Small swells ahead of a good S/SE groundswell
Southern Tasmania Surf Forecast by Craig Brokensha (issued Wednesday 23rd January)
Best Days: Thursday morning, Friday, Sunday, Monday morning, Tuesday
Recap
Easing surf with funky winds yesterday, poor today with a stronger onshore wind and small average swell.
Today’s Forecaster Notes are brought to you by Rip Curl
This week and weekend (Jan 24 - 27)
The change linked to today's onshore winds has generated a small weak mid-period S/SW swell, with it due to ease back from 1-2ft tomorrow morning. Winds will improve but be N-N/NE tomorrow morning, favouring the other end of Clifton before freshening into the afternoon out of the NE.
Into Friday some new mid-period SW swell is due to fill in, with a secondary less consistent pulse for later Saturday, generated by an elongated fetch of pre-frontal W/NW winds and stronger post-frontal W/SW gales.
Friday should come in at 1-2ft with similar sized sets through Saturday, but a stronger S/SE groundswell will take its place into the afternoon and Sunday.

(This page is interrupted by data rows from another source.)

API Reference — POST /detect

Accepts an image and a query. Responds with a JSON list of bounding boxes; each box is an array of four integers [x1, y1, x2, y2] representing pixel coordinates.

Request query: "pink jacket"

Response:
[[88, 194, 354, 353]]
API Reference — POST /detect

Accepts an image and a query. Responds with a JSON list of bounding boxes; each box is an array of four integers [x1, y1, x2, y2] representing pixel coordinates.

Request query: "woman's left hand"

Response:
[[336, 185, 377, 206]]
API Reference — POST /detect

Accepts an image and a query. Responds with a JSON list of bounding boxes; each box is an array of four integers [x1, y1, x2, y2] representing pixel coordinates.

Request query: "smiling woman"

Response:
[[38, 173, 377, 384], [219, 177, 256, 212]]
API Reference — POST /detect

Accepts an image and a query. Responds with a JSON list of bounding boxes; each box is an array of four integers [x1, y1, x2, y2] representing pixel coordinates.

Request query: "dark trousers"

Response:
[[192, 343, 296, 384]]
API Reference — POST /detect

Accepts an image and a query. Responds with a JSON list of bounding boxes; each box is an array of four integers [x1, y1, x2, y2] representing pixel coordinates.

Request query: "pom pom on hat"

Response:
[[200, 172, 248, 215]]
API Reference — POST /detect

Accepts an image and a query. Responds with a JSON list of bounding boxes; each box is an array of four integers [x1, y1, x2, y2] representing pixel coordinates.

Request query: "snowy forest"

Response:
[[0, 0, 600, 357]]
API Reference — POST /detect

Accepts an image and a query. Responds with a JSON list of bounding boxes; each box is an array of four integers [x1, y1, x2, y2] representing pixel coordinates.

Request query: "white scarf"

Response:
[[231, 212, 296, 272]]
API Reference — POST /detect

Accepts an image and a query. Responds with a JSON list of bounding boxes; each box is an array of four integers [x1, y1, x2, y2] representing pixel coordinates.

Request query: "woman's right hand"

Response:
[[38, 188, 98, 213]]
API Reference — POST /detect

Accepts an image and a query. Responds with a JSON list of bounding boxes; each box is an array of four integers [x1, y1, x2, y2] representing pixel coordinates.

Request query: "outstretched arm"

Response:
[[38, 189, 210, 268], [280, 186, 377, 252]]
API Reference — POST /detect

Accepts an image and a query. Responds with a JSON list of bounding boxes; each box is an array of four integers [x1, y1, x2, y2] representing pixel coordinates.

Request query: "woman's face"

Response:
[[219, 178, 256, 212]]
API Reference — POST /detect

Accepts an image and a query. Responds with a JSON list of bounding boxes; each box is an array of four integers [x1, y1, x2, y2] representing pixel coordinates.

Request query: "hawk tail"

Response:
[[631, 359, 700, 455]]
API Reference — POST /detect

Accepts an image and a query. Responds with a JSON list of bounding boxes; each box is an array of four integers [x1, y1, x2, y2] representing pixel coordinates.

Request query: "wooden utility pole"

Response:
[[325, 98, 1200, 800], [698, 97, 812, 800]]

Coming back to the winds Friday though and a gusty N'ly wind will swing more NW through the day ahead of a weak W'ly change.
Saturday's S/SE groundswell has been upgraded a little since Monday. Currently a great but small and tight fetch of storm-force S/SE winds are being aimed towards us, south of New Zealand. The fetch will extend in length with weaker S/SE gales projected closer towards us this afternoon and evening before the low generating the swell starts to push east tomorrow and swings winds out of our swell window.
A long-period S/SE groundswell will be generated, with it arriving Saturday morning and building to a strong 3-4ft into the late afternoon across Clifton but a W/SW tending SE breeze will create bumpy conditions.
Sunday looks cleaner as the swell starts to ease from 3ft to maybe 4ft under a N/NW offshore, tending W/NW into the afternoon, smaller and to 1-2ft Monday.
Into next week a series of back to back mid-latitude frontal systems will push south of the Bight and then down across us, mostly too north of our swell window.
We may see a small 1-2ft wave on Tuesday from the strongest front, but more on this Friday.